Ashwin Mehta, Head of Equity Research, Ambit Capital
What is your outlook on small and midcap stocks?
We prefer large caps over small and mid-caps. The valuation remains expensive, and the growth differential between small and mid-caps and large caps is narrowing. Though small and mid-caps have recovered from the battering in March, the rally has become narrower.

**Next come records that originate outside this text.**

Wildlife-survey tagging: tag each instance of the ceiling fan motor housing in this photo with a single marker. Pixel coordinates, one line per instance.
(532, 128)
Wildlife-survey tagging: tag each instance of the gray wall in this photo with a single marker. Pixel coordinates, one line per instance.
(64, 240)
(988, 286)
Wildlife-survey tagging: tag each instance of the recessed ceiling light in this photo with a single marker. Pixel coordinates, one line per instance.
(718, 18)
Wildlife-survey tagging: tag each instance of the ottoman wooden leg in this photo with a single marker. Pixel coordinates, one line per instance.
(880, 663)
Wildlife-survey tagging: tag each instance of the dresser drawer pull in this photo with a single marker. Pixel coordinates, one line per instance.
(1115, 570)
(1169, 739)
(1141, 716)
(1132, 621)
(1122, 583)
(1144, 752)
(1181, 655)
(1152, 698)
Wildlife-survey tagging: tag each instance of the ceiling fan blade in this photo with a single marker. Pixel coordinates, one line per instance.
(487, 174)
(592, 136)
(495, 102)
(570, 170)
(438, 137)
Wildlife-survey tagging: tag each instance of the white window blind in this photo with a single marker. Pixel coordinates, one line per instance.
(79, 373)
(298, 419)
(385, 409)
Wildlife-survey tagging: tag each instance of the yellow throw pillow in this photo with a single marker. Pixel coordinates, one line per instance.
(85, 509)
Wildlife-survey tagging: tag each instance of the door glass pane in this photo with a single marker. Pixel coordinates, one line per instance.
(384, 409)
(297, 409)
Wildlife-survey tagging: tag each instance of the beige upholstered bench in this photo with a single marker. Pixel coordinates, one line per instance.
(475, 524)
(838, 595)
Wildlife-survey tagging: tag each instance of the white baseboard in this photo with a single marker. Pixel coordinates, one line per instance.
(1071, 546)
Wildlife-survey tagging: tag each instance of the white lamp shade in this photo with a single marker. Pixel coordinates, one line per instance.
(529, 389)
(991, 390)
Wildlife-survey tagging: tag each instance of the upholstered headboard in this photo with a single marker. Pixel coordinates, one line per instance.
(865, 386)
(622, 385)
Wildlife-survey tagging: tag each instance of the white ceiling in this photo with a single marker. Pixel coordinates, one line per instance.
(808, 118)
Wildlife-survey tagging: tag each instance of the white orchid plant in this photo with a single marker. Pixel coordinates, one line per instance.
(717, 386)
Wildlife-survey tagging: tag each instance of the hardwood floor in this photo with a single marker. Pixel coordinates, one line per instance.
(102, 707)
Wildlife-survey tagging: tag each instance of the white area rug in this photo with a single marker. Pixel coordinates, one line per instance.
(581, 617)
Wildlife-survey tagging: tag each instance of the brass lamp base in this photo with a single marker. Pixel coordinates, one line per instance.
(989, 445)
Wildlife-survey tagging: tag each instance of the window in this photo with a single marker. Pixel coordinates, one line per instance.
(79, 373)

Since February, only 39 percent of small-cap stocks have recovered between February and April peaks of the small cap index. Median stock returns in the year 2024 up to February 8 were 4.3 percent and 2.3 percent, for small & mid-cap indices respectively, but dropped to 2.5 percent and 1.1 percent till the April peak of the small cap index. The divergence between median returns and index returns currently stands at 5.9 percent and 7.4 percent for small & mid-caps respectively in CY24. In CY24, we believe Nifty heavyweight banks are better placed to outperform smaller companies, with FY25 earnings in their favour.
What is your view on the premiumisation trend in India?
The Indian economy's growth has been unequal, with the top one percent getting richer. The rise in income inequality is a problem for sustained economic growth. The trend of premiumisation may slow down as Indian consumers find it difficult to transition to premium products.
Data suggests that premium consumer companies have found India to be a challenging market. Despite being launched in CY16, Netflix has only acquired 6.5 million subscribers in India over the last 7 years. CEOs of Netflix, Spotify, and Uber have been vocal about the challenges they face in the Indian market compared to other global markets. These company leaders have pointed out how Indian customers are sensitive to pricing.